Another issue that has been highlighted is the triggering of article 50. Most, but not all, hon. Members on the Opposition Benches have supported the fact that there will be more information provided before we trigger article 50. Obviously, the Labour party has stated that it will support the triggering of article 50, and I welcome that development.
We are moving forward, and a detailed plan will be forthcoming, but it is important to stress again that the reason why we are not providing an ongoing running commentary is that we have an obligation to listen to the views of people in Wales and the rest of the United Kingdom. Hon.

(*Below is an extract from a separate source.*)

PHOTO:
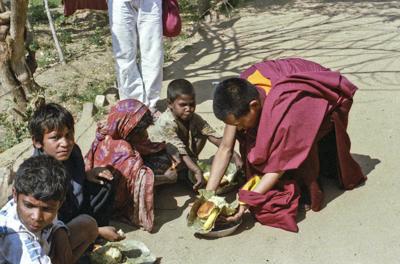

Members, especially those sitting on the Opposition Benches, ask for clarity; today I have heard a degree of difference in the calls for membership of the single market. For example, the hon. Member for Wrexham (Ian C. Lucas) highlighted that there are genuine concerns in his constituency and other parts of north-east Wales about migration. He will be aware that any efforts to deal with that issue would have an impact on our membership of the single market. That is a more subtle response than we have heard from some hon. Members.
Finally, on this desperate need for information, I fully accept that businesses in Wales need to know more. However, I share the concerns of the hon. Member for Dwyfor Meirionnydd (Liz Saville Roberts); I have had more correspondence relating to business rates than on this specific issue. We have the responsibility to do the right thing. I am confident that we will, and in February more information will be made available.
Motion lapsed (Standing Order No. 10(6)).
Sitting suspended for a Division in the House.